50 100 150 200 250 300 350 400 Relay time [mln] Diagram 2 Release of quinidine sulfate tablets 2 hours in 0.1N HC1 and 4 hours in a pH of 6.8 Curve with diamonds: uncoated tablets, Square: 2.0 mg / cm2 of EUDRAGIT® polymer L30 D-55 and 2.0 mg of EUDRAGIT® polymer E PO
Triangles: 4.0 mg / cm2 of EUDRAGIT® polymer L 30 D-55 and 4.0 mg of EUDRAGIT® polymer E PO Example 5: A film-forming dispersion is produced from 114.0 g of EUDRAGIT® E PO, 1.14 g of Sodium lauryl sulfate and 651.8 of water when stirring at room temperature. (Dispersion of cationic polymer). A suspension of fine particles is produced from 17.1 g of tyrethyl citrate, 57.0 g of talc and 486.4 g of water at room temperature using a homogenizer (Ultra Turrax), introduced in 380.0 g of EUDRAGIT® L 30 D-55 and It is mixed by simple stirring (anionic polymer dispersion.) The two liquids are fed through separate tube pumps to the nozzle heads of a multi-fluid nozzle (eg Walter Pilot SIL XII, and is atomized from The mist of the dispersions is mixed immediately after the exit of the nozzle.The coating process is carried out on 3 kg of placebo tablets (10 mm diameter) in a conventional coating pan (diameter 35 cm). ) while being fed in hot air.The temperature of the tablet bed is maintained at around 33-41 ° C. The spray pressure of the two heads was adjusted to around 1.2 bar. about 117 min.
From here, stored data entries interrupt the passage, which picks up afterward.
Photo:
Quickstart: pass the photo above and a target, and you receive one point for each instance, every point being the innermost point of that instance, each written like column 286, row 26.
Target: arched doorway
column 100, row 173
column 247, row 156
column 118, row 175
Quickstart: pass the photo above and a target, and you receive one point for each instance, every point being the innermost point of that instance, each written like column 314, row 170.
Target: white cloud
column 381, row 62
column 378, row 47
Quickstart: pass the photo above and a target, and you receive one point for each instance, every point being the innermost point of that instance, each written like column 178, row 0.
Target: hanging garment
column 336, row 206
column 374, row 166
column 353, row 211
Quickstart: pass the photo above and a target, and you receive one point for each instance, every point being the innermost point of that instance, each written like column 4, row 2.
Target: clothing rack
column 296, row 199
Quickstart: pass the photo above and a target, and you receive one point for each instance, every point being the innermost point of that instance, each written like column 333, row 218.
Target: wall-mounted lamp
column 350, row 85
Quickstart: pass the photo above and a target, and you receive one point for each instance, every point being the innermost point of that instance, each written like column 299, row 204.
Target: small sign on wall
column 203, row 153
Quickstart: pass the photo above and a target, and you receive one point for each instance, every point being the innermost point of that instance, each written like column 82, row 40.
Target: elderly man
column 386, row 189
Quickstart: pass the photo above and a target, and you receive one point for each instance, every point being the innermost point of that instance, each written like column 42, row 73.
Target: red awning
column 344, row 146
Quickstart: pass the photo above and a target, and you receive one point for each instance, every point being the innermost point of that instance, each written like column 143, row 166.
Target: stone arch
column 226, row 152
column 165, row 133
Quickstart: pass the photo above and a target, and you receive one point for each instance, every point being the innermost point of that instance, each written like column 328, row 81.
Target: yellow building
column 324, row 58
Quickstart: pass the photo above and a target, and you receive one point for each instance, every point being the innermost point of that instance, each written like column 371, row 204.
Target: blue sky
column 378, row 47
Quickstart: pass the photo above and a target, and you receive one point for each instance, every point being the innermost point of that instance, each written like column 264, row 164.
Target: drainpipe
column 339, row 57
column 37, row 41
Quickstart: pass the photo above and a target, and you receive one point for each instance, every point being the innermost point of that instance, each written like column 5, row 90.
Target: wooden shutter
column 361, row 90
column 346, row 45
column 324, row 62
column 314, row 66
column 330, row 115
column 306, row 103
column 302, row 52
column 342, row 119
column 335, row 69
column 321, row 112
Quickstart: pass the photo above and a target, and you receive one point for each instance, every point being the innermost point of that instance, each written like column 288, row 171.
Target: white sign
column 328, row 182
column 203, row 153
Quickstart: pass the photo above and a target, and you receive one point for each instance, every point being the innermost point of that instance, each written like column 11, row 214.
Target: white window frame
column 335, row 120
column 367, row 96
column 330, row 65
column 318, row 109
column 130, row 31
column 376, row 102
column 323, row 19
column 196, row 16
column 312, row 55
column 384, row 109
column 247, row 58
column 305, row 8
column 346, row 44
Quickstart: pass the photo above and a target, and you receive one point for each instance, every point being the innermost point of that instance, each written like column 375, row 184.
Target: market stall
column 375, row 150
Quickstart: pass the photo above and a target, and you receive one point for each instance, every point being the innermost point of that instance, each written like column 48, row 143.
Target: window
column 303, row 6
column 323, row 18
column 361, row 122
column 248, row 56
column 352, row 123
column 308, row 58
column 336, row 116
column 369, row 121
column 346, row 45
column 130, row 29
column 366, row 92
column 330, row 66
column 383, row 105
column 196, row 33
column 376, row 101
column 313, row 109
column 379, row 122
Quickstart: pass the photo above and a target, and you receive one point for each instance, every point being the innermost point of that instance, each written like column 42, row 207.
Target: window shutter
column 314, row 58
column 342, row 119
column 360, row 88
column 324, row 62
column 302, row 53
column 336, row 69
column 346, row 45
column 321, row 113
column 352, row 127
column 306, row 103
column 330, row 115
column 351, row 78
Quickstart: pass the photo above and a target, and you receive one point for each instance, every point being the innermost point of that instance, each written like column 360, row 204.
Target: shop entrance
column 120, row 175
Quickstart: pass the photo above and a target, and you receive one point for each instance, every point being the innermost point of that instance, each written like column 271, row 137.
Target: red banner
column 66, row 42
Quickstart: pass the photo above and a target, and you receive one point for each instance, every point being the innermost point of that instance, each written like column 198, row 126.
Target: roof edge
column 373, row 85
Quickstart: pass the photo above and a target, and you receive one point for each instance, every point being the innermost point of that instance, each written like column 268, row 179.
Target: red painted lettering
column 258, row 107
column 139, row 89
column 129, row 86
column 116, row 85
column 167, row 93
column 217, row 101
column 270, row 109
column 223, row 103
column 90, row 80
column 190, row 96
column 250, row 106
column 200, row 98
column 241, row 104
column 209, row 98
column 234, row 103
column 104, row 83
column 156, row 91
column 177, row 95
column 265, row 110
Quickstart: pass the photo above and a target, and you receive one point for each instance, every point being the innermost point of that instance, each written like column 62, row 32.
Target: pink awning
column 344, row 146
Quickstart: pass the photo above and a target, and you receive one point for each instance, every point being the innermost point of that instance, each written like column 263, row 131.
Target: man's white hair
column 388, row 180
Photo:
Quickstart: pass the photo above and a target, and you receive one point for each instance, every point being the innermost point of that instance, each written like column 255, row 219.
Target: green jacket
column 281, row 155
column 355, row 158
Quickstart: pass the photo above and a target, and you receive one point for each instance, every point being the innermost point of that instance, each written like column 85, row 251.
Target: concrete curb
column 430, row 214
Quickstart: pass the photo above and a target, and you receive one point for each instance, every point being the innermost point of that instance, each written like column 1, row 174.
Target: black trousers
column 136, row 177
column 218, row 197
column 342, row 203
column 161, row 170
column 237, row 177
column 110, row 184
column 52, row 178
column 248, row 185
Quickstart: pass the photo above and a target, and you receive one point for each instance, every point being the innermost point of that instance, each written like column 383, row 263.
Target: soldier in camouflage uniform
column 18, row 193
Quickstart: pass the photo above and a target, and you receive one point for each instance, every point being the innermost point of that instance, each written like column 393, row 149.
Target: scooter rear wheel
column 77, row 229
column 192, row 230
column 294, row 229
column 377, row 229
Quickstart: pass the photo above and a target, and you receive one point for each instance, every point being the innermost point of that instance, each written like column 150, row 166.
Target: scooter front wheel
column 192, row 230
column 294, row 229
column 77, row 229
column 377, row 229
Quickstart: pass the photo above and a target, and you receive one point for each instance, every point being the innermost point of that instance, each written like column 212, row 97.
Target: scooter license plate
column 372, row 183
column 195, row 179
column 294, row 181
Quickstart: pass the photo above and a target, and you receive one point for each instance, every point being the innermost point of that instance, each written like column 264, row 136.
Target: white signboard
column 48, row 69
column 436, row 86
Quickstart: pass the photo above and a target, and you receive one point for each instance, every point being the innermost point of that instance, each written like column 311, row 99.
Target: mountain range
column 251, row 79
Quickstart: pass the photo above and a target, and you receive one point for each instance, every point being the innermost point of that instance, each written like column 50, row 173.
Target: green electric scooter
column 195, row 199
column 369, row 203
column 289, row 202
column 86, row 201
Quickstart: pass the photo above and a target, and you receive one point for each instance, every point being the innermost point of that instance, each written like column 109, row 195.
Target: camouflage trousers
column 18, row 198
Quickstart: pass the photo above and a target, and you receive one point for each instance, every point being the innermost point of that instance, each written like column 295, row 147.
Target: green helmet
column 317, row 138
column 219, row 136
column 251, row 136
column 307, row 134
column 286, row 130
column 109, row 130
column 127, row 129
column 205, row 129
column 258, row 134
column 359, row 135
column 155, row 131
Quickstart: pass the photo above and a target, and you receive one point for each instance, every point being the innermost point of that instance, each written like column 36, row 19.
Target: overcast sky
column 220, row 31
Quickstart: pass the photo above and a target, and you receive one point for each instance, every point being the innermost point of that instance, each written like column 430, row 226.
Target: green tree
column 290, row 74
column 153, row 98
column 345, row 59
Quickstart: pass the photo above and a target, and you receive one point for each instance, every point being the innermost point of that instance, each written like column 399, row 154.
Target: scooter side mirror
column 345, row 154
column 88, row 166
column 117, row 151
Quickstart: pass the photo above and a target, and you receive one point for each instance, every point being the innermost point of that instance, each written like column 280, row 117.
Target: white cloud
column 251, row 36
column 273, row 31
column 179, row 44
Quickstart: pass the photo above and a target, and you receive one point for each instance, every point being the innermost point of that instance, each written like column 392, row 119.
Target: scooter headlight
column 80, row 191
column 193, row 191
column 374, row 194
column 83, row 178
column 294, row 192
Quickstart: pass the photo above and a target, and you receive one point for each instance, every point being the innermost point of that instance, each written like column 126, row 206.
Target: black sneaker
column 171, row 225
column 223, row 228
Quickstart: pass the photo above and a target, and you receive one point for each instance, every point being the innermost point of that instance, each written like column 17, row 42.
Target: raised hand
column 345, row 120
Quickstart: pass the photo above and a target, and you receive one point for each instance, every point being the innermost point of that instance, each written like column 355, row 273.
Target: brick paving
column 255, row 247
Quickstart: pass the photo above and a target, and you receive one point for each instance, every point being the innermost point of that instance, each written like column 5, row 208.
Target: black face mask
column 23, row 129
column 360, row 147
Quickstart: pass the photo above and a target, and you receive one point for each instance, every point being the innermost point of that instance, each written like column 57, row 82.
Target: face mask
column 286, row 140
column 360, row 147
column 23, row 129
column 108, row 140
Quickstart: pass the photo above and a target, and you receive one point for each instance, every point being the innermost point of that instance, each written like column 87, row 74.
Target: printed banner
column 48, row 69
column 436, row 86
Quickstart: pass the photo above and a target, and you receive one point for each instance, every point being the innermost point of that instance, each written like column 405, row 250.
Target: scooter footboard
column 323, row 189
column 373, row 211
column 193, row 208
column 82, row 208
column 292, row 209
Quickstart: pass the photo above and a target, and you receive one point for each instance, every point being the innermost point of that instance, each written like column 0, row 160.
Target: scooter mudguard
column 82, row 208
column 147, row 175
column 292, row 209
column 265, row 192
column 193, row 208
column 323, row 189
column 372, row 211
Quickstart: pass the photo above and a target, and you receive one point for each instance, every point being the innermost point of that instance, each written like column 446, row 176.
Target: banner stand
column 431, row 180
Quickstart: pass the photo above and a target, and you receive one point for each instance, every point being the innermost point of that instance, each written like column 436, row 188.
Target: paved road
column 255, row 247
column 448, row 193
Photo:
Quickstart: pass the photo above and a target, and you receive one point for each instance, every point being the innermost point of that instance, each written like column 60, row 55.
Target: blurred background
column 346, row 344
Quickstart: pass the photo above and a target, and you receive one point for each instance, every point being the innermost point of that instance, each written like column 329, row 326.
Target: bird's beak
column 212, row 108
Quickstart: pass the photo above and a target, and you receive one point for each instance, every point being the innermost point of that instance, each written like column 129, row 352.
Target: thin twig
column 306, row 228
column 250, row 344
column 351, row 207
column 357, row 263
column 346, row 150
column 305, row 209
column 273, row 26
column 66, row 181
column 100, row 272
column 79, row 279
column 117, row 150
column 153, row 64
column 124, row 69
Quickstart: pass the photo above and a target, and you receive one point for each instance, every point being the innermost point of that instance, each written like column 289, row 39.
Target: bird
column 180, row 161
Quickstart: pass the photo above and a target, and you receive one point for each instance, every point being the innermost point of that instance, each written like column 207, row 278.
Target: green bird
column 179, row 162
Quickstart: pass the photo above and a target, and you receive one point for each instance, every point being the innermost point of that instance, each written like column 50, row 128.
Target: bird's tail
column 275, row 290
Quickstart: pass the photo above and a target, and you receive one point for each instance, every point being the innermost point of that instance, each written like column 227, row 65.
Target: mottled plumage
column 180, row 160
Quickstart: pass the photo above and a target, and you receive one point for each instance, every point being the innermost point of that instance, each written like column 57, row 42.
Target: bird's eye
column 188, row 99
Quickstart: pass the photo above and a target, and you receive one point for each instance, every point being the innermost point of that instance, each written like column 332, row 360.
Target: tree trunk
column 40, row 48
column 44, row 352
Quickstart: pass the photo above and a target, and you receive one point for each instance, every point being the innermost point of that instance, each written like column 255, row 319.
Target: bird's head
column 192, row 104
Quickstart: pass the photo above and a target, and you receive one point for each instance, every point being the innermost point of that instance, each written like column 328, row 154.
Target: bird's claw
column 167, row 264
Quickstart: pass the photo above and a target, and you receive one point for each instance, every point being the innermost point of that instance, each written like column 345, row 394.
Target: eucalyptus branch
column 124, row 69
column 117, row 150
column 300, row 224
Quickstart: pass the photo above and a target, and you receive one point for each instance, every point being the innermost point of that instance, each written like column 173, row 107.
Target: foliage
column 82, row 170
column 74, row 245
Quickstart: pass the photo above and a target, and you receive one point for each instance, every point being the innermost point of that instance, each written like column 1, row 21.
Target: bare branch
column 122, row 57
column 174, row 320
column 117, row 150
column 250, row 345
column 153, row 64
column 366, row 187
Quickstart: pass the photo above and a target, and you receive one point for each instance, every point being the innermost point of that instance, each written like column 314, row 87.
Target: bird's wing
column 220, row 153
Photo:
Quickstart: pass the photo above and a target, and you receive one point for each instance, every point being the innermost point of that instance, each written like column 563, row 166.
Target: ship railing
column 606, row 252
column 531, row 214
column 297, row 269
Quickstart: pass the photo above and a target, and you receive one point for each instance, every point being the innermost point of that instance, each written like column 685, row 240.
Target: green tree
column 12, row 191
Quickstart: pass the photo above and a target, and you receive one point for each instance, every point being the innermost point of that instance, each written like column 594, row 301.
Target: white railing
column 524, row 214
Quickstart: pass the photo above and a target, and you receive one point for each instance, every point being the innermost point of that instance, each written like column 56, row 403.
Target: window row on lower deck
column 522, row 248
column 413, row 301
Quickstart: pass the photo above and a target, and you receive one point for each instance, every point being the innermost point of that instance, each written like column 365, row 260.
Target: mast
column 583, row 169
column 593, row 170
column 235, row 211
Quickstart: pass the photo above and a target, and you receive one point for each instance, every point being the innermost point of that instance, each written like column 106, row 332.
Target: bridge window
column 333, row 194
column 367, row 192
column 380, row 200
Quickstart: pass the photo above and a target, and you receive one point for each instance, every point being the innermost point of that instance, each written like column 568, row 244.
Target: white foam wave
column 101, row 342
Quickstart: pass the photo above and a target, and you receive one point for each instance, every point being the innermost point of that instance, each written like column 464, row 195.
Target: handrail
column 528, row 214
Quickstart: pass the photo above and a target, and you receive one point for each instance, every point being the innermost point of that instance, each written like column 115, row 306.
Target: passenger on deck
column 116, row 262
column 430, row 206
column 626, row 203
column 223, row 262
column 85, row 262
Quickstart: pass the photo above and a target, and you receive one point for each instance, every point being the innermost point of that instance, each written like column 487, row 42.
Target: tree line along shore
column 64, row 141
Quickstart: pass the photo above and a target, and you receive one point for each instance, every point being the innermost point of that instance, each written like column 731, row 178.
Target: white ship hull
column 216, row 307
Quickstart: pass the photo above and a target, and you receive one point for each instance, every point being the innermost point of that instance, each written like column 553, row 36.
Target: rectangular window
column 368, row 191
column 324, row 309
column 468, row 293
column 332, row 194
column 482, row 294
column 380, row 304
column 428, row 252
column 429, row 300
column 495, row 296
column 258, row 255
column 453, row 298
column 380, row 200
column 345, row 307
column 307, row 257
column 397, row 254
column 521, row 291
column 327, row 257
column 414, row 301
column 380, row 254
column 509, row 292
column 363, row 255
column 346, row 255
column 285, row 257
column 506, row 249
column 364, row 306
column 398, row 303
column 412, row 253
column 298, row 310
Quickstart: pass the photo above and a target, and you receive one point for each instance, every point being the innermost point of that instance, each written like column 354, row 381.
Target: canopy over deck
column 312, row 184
Subsequent drying for 15 minutes resulted in pigmented soft and shiny films that do not dissolve in water. Example 6 (comparative example): A film-forming dispersion is produced from 114.0 g of EUDRAGIT® E PO, 1.14 g of sodium lauryl sulfate and 651.8 g of water upon stirring at room temperature. (Dispersion of cationic polymer). A fine particle suspension occurs from
17. 1 g of triethyl citrate, 57.0 g of talc and 486.4 g of water at room temperature using a homogenizer (Ultra Turrax), introduced in 380.0 g of EUDRAGIT® L 30 D 55 and mixed by simple stirring (polymer dispersion) anionic). The two suspensions are fed from separate containers through tube pumps to a modified NBA of two fluids 1 spray gun (from Walter Trowal) so that the mixture of the two suspensions is carried out inside the gun dew point, that is, shortly before the spray nozzle. Spray application is not possible due to coagulation in the spray gun.